2. Lack of Randomization: Although the study provides valuable data on retreatment outcomes, the absence of a randomized controlled trial (RCT) design necessitates cautious interpretation of the results. Randomization would eliminate bias and provide stronger evidence for the efficacy of R-CHOP-like therapy as a retreatment strategy.
3. Toxicity and Treatment Discontinuation: The fact that 36% of patients discontinued treatment due to toxicity or intolerance underscores the importance of addressing treatment-related adverse effects, particularly for elderly or comorbid patients. Future research should focus on identifying predictors of intolerance and developing methods to mitigate adverse effects in vulnerable populations.
4. Limited Follow-Up Duration: The study’s median follow-up of 29 months does not provide sufficient data on the durability of remission or long-term overall survival (OS). Longer follow-up is essential to determine whether the benefits of R-CHOP-like therapy persist over time, especially for older patients who may face long-term complications.

Final Thoughts

This study demonstrates that R-CHOP-like therapy can be an effective retreatment strategy for late-relapsed DLBCL patients, even those previously treated with R-CHOP. It holds particular promise for elderly or comorbid patients who cannot tolerate more aggressive therapies. However, the retrospective nature of the study limits the ability to draw definitive conclusions, underscoring the need for prospective trials to validate these findings.

About Dr. Jun Shi

Dr. Jun Shi is the Director of the Hematology Department at the Ninth People’s Hospital, Shanghai Jiao Tong University School of Medicine. A distinguished hematologist with a doctoral degree from Japan, Professor Shi is a chief physician and doctoral advisor. He serves as Vice President of the Shanghai Medical Association’s Internal Medicine and Hematology branches and as Deputy Chair of the Shanghai Association of Integrative Medicine’s Hematology Committee.
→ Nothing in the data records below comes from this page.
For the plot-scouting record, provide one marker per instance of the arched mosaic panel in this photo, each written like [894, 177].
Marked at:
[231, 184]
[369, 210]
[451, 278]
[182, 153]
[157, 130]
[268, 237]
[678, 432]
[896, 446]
Professor Shi’s clinical expertise lies in the diagnosis and treatment of malignant lymphomas and hematopoietic stem cell transplantation. His primary research focuses on the tumor microenvironment in malignant hematologic diseases. He has led multiple national and provincial research projects, with articles published in prestigious journals such as Cancer Cell, Science Advances, and Haematologica.